Axile rougit jusqu’aux deux oreilles ; furieuse de l’allusion du souverain mais ne pouvant décemment pas répliquer.

Le couple de Sendre continue à démontrer leur ingéniosité durant le repas du soir. Ainsi les invités mangent sur une large table ronde composée de trois disques concentriques. Sur le disque extérieure le couvert est dressé et chacun s’assied à la place qui lui revient.

Lermin est intrigué par une chaine qui apparait du centre de la table et s’élève vers le plafond. Il lève la tête et remarque un homme assis sur une petite nacelle devant une manivelle à quelques pouces de la voute.

Il n’a pas le temps de poser des questions que la matriarche fait signe au majordome.
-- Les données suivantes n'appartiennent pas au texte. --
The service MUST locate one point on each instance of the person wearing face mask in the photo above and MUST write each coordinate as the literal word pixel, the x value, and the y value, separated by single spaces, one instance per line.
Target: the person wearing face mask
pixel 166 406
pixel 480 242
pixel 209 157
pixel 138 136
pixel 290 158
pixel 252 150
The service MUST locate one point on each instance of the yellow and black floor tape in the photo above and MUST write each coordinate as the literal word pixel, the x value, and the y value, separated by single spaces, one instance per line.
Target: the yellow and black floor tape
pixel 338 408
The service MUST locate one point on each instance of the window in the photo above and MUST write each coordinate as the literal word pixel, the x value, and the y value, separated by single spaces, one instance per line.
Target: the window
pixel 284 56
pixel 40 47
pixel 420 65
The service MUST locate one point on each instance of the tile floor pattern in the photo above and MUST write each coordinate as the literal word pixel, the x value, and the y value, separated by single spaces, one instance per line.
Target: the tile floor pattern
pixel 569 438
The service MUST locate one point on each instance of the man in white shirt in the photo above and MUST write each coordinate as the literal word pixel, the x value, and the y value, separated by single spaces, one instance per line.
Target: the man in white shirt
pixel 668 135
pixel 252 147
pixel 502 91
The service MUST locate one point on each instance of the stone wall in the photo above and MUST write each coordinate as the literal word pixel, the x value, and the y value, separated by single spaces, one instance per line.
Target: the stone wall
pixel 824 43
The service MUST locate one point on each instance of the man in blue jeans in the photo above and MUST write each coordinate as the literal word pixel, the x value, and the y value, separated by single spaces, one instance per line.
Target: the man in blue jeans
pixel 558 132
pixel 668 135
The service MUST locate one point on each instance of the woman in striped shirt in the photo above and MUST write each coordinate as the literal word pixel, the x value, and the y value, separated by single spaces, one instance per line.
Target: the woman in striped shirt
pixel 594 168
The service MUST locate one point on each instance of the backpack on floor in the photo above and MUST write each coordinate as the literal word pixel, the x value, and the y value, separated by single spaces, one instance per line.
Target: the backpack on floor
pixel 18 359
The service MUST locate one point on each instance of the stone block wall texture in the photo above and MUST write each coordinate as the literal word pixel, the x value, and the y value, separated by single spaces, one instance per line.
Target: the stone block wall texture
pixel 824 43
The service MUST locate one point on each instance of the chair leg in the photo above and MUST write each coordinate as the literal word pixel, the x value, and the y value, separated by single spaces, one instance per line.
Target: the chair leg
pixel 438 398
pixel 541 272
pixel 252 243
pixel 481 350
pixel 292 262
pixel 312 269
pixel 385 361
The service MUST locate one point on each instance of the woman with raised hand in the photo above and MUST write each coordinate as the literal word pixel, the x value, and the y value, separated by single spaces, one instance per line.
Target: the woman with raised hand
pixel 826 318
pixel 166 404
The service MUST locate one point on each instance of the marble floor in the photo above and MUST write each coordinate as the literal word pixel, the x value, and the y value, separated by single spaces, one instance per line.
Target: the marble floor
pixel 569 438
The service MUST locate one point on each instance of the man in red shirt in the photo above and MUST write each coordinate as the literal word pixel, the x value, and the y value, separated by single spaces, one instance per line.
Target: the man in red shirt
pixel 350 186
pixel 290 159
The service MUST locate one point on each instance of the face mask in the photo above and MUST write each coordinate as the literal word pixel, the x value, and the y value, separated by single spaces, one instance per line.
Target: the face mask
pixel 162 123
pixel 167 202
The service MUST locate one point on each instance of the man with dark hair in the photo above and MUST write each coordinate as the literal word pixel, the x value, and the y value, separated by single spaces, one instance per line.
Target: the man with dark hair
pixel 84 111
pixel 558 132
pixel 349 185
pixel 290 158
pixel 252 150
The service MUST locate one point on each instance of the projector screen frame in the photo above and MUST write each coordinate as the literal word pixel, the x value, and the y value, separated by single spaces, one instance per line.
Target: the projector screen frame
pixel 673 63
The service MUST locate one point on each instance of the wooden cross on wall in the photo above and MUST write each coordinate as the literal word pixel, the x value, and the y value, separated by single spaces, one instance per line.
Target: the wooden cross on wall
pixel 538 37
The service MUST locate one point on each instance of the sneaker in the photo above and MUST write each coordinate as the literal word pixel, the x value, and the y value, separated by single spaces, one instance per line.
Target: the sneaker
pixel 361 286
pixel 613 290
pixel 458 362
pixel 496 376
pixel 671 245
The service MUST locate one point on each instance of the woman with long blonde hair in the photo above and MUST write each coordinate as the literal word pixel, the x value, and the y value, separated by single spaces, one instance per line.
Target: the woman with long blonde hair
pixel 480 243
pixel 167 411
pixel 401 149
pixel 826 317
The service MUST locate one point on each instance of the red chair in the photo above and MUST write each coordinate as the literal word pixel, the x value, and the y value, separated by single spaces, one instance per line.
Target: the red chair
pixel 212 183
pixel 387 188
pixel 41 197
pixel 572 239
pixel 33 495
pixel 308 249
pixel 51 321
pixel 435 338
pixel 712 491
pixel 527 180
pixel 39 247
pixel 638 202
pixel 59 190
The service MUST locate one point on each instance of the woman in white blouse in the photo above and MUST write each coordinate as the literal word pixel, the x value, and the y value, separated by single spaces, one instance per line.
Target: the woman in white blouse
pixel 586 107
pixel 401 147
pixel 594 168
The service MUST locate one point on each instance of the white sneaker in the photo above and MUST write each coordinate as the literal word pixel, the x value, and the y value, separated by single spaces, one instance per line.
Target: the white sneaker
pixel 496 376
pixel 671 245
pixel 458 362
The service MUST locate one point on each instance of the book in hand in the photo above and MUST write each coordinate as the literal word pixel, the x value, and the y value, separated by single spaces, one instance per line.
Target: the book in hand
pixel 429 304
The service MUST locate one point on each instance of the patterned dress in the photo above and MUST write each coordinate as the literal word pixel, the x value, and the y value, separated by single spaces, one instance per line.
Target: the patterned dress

Comme à l’accoutumée, une dizaine de serviteurs entrent chacun portant des plats fumants mais contrairement aux usages, ils déposent leur met, non pas sur une table adjacente qui servirait de buffet mais sur le disque médian de la table. Le roi lève un sourcil étonné, cela ne va pas être facile de se servir.

Le majordome frappe dans les mains, la chaine se tend et le disque médian se met à tourner lentement. Le majordome se place à côté du roi et explique ce que chaque plat contient au fur et à mesure qu’ils se présentent devant le roi. Au bout d’un tour, le plateau s’arrête et Mod précise :

  • C’est une petite invention pour ne pas devoir se lever pendant le repas. Nous allons commencer par nous servir de l’ensemble des plats en actionnant la machine très lentement. Ensuite, il vous suffira de lever le bras pour que Majhe fasse actionner les rouages, jusqu’à ce que le plat désiré soit devant vous. Dans ce cas, vous baisserez le bras afin de vous servir.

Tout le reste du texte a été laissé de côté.